Libreville: Ossouka Raponda menace de «mettre hors d’état de nuire les commerçantes»

Rose Christiane Ossouka Raponda © GMT

C’est à une véritable déclaration de guerre contre les occupants de la voie publique que s’est livrée la mairesse de Libreville, Rose Christiane Ossouka Raponda en marge de la visite effectuée par le ministre des Infrastructures, Christian Magnagna sur l’axe PK 5-PK 12, pour se rendre compte de l’état d’avancement des travaux.

Il n’est un secret pour personne que l’exercice de l’activité de petits commerces à Libreville relève du parcours du combattant. Outre la difficulté rencontrée par les commerçantes d’avoir accès aux financements pour développer leurs activités, la question des espaces où exercer se pose avec acuité depuis plusieurs années.

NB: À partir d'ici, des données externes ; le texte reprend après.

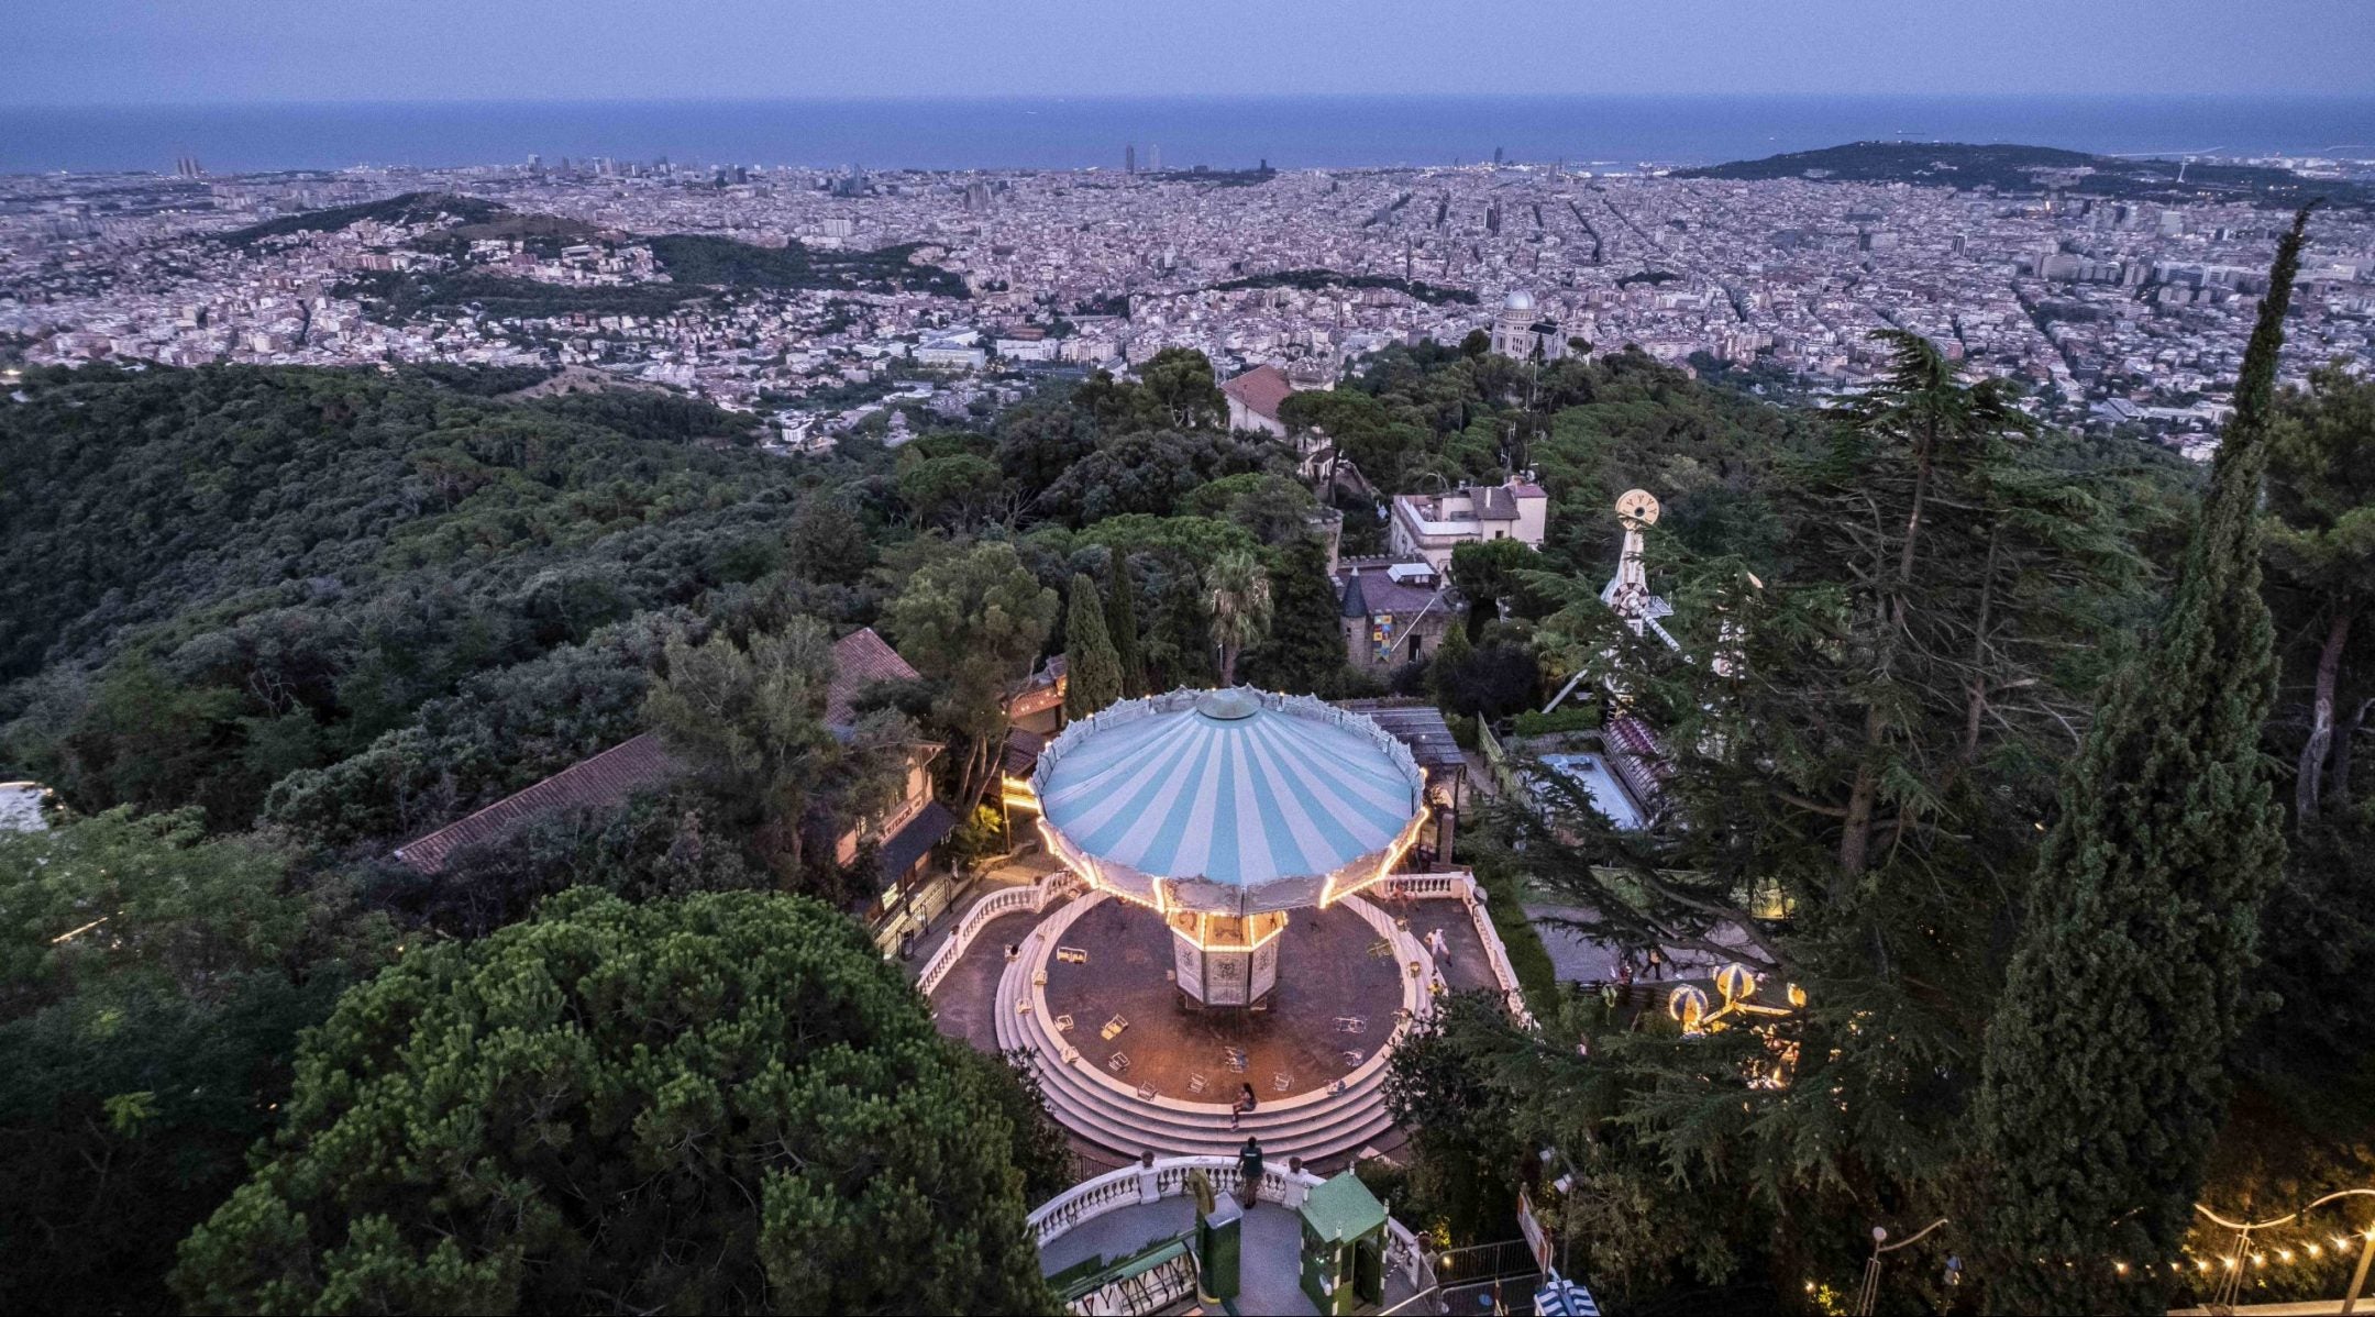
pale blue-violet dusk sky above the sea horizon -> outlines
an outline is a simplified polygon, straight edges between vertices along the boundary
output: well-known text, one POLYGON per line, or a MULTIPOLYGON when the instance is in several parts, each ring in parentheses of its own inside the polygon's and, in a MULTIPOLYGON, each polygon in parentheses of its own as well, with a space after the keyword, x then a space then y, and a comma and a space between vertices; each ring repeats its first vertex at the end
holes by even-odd
POLYGON ((2375 93, 2375 0, 7 0, 0 104, 2375 93))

Cette situation peine à être résolue par l’autorité municipale qui depuis sa prise de fonction se complait simplement à récolter les taxes municipales.

Lors de la visite effectuée par le ministre en charge des Infrastructures, l’édile de Libreville a encore pu constater l’occupation de la voie par certaines commerçantes au niveau du marché Banane, faute de place à l’intérieur de cet édifice. Elle n’a d’ailleurs pas manqué de les sommer de se conformer à la loi au risque de se voir déguerpir par tous les moyens nécessaires. «Nous avons donné des instructions aux responsables des services municipaux, mais également aux maires d’arrondissements pour pouvoir mettre en demeure ces compatriotes qui sont dans l’incivisme. Force reste la loi», a-t-elle martelé.

Des menaces à peine voilées qui sonnent quelque peu fausses, alors que la responsabilité de ce désordre observé est le fait de la mairie qui n’assure pas ses missions d’aménagement et de construction des espaces commerciaux dans la capitale. Sur un budget de 27 milliards alloué à la ville de Libreville, aucune construction d’un espace commercial d’envergure n’a été enregistré ces dernières années.

Interrogée sur les contrôles et autres collectes des taxes auprès de ces supposées «commerçantes installés illégalement», Rose Christiane Ossouka Raponda a tenté de se dédouaner, estimant que c’était des faux agents, et que pour ceux des agents pris dans ces cas d’extorsions, des sanctions disciplinaires sont appliquées contre eux.

Concernant le prélèvement des taxes auprès des commerçants installés sur la voie publique, certains indiquent que cette situation est le fait de «la mairie qui perçoit leur argent sans se soucier de construire des marchés». «Ici au PK9, non seulement les agents de la mairie viennent percevoir les taxes, mais en plus les gendarmes nous font payer d’autres taxes. Donc nous estimons que nous ne pouvons pas bouger d’ici», a fustigé un opérateur économique après le passage de l’édile de Libreville.

Cette situation devrait interpeller le maire et son équipe sur sa responsabilité dans ce capharnaüm observé sur l’ensemble des artères de la capitale. Ainsi, au lieu de menacer de représaille des citoyens gabonais qui ne cherchent qu’à exercer tranquillement leur activité, il serait judicieux de construire des marchés.